I've pushed an overload that accepts doubles instead of a QRectF and that 
should fix your problem.

Albert

A Dimarts, 16 de març de 2010, vàreu escriure:
> Hello Albert,
> 
> Thanks for your reply ,How are you ?
> 
> I have one question regarding search of the word , this algorithm is
> O(n^3+K) and if i want to search all hit of one page in that case its
> O(n^4+K)  which making the  application very slow . And also
> every-time its starting from the top and skiping upto the previous hit
> means lot of comparison is waste.
> 
> So If I will try to write one algorithm which will return all the
> searchHit of one page will it be acceptable ?  and also can we improve
> the performance of this search algorithm also ?
> 
> On Tue, Mar 16, 2010 at 5:01 AM, Albert Astals Cid <aacid at kde.org> wrote:
> > A Dilluns, 15 de març de 2010, amit aggarwal va escriure:
> >> Yes it a problem in floating point comparison in findText algorithm .
> >> As per my use cases its coming in
> >> 
> >>       // check: is the line above the top limit?

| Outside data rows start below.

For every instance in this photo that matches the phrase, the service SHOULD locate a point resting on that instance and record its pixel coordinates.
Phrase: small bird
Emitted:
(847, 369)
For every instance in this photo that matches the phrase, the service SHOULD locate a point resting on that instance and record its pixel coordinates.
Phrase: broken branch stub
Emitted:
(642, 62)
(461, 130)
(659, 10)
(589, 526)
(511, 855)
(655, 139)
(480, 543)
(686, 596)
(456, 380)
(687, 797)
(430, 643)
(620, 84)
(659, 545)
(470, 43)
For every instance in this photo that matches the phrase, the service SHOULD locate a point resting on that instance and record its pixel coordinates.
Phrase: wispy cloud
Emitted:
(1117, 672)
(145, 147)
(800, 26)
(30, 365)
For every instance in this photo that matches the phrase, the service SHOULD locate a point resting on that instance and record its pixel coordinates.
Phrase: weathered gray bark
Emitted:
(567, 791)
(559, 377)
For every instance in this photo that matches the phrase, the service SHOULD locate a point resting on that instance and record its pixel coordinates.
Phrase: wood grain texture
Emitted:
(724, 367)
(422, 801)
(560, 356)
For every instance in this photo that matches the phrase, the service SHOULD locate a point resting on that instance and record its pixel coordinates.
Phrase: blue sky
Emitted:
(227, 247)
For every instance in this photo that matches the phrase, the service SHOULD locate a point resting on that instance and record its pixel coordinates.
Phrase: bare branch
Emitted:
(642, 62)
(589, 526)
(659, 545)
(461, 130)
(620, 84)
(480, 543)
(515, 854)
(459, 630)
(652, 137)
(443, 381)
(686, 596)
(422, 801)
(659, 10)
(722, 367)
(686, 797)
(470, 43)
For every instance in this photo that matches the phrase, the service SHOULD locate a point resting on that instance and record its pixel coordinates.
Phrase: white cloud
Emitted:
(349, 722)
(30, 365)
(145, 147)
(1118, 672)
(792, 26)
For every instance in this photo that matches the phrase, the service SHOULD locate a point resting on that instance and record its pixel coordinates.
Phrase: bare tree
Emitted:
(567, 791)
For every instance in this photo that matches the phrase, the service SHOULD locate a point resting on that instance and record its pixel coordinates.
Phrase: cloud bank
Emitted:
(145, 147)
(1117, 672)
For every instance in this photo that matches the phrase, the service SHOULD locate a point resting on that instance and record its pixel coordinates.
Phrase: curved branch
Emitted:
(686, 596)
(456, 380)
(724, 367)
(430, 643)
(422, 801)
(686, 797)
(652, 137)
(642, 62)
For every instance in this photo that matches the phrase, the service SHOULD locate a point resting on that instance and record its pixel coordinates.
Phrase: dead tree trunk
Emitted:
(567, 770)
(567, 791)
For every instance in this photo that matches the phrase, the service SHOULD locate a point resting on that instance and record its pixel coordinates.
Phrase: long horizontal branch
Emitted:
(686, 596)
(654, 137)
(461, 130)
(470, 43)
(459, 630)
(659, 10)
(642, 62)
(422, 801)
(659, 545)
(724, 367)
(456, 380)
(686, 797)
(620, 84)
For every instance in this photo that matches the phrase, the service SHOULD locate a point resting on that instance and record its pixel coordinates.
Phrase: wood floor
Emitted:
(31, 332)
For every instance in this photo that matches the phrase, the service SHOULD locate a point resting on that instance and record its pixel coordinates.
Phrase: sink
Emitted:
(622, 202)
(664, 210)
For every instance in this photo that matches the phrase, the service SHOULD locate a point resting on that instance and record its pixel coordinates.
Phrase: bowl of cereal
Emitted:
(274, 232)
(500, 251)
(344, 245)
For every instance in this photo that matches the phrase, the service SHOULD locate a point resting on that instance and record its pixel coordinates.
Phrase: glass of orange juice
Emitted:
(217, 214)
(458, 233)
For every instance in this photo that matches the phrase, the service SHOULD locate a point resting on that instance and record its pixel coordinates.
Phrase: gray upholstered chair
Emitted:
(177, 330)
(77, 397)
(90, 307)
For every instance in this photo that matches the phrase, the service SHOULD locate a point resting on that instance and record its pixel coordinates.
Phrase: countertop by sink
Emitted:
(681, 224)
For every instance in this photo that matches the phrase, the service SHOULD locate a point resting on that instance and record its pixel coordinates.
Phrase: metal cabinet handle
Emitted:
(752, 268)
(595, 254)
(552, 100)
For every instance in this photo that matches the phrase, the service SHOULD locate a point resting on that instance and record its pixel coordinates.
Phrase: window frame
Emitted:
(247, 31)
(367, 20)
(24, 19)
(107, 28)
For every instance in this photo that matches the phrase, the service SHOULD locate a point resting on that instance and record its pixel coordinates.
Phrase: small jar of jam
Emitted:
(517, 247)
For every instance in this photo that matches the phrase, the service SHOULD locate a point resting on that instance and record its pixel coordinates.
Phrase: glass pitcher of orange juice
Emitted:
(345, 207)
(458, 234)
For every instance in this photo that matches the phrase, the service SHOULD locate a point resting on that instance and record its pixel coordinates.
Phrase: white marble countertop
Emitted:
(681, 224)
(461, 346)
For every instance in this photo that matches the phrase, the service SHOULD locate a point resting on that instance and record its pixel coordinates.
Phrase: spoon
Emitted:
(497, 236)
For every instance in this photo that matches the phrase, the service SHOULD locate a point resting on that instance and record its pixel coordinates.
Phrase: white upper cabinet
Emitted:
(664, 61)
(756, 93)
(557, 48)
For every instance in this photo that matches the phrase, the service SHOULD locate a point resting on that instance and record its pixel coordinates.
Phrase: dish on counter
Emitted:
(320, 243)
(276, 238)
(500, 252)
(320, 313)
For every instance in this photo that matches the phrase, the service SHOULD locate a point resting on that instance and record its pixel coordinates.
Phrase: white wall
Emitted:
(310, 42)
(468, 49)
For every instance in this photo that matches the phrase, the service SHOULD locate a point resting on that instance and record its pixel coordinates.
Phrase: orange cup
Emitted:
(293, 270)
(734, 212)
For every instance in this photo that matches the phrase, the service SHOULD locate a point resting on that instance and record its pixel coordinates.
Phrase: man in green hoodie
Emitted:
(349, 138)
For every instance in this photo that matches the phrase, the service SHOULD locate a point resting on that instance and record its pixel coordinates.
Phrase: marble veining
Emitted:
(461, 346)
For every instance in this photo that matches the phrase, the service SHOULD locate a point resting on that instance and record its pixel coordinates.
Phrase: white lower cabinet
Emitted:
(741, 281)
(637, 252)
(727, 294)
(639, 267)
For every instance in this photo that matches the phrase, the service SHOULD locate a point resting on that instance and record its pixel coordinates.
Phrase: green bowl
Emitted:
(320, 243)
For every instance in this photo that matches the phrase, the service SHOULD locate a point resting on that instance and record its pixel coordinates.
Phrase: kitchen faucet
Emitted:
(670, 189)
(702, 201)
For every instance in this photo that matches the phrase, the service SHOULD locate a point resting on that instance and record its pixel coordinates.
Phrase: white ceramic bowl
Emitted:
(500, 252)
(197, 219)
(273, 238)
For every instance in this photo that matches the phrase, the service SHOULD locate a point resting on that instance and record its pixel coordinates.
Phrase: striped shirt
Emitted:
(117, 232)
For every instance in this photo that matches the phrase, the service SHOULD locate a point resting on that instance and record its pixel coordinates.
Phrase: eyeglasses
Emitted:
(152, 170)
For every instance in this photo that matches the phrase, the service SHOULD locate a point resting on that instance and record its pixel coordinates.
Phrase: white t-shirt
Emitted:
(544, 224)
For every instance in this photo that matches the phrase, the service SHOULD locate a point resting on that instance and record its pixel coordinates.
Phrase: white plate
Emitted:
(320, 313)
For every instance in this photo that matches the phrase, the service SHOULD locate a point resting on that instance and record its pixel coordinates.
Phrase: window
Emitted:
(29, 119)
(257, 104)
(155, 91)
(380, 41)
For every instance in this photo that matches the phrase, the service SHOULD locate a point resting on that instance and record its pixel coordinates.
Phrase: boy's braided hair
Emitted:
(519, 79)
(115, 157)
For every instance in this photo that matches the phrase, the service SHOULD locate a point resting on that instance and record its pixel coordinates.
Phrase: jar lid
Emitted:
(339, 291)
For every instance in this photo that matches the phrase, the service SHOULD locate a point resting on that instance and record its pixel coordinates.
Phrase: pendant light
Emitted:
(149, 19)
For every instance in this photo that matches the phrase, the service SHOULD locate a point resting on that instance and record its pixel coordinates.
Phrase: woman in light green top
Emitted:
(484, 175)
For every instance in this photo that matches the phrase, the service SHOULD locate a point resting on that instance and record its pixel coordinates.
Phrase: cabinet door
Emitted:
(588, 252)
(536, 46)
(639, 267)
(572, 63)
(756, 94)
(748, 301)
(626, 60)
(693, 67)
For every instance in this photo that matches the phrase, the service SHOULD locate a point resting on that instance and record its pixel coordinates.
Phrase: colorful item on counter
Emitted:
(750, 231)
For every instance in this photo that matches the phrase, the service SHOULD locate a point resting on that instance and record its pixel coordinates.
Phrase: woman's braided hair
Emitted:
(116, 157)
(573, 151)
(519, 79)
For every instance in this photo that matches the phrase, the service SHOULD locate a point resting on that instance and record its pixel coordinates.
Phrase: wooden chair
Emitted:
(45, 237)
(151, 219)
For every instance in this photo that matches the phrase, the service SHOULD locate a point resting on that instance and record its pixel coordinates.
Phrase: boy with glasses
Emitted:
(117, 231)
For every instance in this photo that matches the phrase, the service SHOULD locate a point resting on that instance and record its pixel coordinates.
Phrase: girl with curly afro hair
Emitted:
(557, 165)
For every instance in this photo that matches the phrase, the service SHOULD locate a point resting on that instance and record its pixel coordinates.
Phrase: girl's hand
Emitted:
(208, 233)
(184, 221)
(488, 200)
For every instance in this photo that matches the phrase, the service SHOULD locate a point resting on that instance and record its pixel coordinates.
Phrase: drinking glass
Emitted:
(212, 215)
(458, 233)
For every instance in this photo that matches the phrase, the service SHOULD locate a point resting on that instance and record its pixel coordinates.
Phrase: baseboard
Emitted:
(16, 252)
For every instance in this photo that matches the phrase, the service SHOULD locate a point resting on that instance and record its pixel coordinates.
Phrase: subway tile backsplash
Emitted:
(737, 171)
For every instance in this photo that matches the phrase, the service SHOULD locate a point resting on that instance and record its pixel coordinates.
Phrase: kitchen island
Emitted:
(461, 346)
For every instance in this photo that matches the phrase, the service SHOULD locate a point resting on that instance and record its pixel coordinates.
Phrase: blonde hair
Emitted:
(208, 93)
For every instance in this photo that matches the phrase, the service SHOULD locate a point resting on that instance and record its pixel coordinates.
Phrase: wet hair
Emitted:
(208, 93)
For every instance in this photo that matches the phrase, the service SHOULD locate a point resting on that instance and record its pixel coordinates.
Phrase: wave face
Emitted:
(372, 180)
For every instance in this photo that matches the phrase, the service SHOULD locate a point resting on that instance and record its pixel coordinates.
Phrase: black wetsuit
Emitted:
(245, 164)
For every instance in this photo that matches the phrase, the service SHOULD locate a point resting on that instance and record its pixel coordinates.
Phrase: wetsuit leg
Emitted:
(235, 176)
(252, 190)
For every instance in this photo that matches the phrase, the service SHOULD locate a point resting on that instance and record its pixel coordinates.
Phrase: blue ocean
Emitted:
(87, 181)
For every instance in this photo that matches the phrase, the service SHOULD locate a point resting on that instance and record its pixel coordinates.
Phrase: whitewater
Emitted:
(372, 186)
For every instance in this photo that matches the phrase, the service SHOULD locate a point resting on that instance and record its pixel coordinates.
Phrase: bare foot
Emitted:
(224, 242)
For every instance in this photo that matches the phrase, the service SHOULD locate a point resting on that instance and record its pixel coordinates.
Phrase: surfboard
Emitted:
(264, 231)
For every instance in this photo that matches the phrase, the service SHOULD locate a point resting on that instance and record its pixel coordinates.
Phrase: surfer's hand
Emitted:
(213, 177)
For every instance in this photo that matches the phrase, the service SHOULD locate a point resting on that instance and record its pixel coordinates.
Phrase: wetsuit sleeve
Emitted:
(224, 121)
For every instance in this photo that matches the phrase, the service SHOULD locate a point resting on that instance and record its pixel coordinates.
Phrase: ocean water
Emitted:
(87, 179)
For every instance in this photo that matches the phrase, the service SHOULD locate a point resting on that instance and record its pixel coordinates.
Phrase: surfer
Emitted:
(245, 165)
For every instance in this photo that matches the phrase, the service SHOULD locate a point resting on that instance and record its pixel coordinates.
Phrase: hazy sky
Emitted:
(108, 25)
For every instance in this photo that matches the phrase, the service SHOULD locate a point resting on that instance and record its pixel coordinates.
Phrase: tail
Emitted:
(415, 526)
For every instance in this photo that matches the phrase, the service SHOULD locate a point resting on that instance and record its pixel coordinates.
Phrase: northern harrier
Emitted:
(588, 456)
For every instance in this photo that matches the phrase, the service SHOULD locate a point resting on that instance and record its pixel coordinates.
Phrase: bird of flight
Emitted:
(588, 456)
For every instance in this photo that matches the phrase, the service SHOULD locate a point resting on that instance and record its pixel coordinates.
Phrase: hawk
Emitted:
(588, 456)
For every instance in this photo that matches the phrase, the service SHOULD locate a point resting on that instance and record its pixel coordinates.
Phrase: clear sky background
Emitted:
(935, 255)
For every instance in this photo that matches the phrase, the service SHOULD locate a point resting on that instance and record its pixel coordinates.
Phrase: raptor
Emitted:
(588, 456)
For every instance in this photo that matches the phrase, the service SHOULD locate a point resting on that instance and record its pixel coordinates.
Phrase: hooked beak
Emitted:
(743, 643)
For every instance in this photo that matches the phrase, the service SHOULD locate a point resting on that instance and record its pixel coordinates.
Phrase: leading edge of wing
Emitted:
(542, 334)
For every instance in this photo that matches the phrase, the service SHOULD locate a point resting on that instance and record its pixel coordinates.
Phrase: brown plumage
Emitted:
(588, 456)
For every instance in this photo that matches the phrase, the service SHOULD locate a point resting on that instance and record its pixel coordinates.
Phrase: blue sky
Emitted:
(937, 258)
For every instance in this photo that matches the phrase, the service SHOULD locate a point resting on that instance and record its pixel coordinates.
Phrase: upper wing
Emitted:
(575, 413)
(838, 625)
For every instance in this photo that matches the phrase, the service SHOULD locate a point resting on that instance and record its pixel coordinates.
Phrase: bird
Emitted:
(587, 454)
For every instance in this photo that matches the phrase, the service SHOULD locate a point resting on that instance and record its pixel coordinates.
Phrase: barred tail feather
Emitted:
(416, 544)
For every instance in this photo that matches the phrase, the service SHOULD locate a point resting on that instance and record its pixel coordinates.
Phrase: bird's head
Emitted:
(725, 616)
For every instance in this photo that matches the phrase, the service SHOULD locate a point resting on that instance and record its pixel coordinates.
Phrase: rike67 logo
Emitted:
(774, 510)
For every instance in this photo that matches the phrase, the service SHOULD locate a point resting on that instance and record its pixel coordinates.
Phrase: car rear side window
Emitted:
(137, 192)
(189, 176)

> >>       if (!startAtTop &&
> >>         (backward ? line->yMin > yStart : line->yMin < yStart)) {
> >>       continue;
> >>       }
> >> line->yMin <yStart but there might be a probability that problem will
> >> come  in other comparison also like
> >> 
> >>     // check: is the block above the top limit?
> >> 
> >>     if (!startAtTop && (backward ? blk->yMin > yStart : blk->yMax <
> >> yStart)) { continue;
> >>     }
> >> 
> >> blk->yMax < yStart  same for bottom limit check also.
> >> 
> >> Please  let me know your comment  for the same
> > 
> > Yeah, there is a ugly double<->float conversion hitting you there, Pino
> > and me are looking for the fix that makes more sense, give us some days.
> > 
> > Albert
> > 
> >> On Mon, Mar 15, 2010 at 3:52 PM, amit aggarwal <amitcs06 at gmail.com> 
wrote:
> >> > Hello Albert,
> >> > 
> >> > I have done analysis and found the problem is in floating point
> >> > comparison..
> >> > 
> >> > yStart :226.279999 line->yMin: 226.280000 this is log where yStart is
> >> > the previous searchHit result  and second new is giving 226.8 Effect
> >> > of this is making
> >> > 
> >> >      if (!startAtTop &&
> >> >          (backward ? line->yMin > yStart : line->yMin < yStart)) {
> >> >        continue;
> >> >      }
> >> > the above code or condition by-pass in findText TextOutputDev.cc so
> >> > that its returning the same co-ordinate every-time.
> >> > 
> >> > Looking forward for your comments
> >> > 
> >> > 
> >> > Pasting some more logs  may be it will clear the more about the
> >> > problem
> >> > 
> >> > Debug: startSearch**
> >> > Debug:
> >> > ***************************searchPageForward***********************
> >> > 
> >> > Debug: "PdfPageWidget:: Load time: 0.023000 s."
> >> > 
> >> >  coming here constructor TextPage to make haveLastFind zero
> >> > startAtLast:0 haveLastFind:0 *xMin: 0.000000,*yMin: 0.000000
> >> > blk->yMax: 82.285000 yStart :0.000000line->yMin: 69.492000blk->yMax:
> >> > 272.800000 yStart :0.000000line->yMin: 226.280000
> >> > Making found true xMin1:391.900000 yMin1:226.280000 blk->yMax:
> >> > 316.570000 yStart :0.000000line->yMin: 290.984000blk->yMax: 334.285000
> >> > yStart :0.000000line->yMin: 321.492000blk->yMax: 359.685000 yStart
> >> > 
> >> > :0.000000line->yMin: 346.892000blk->yMax: 377.685000 yStart
> >> > :0.000000line->yMin: 364.892000blk->yMax: 425.154000 yStart
> >> > :0.000000line->yMin: 409.530000blk->yMax: 542.485000 yStart
> >> > :0.000000line->yMin: 516.892000line->yMin: 529.692000
> >> > 
> >> > lastFindXMin: 391.900000 lastFindYMin: 226.280000 haveLastFind: 1
> >> > *xMin 391.900000 *yMin 226.280000
> >> > Debug: From Top
> >> > Debug: **********TopPage: 1 qrect: QRectF(391.9,226.28 85.88x46.52)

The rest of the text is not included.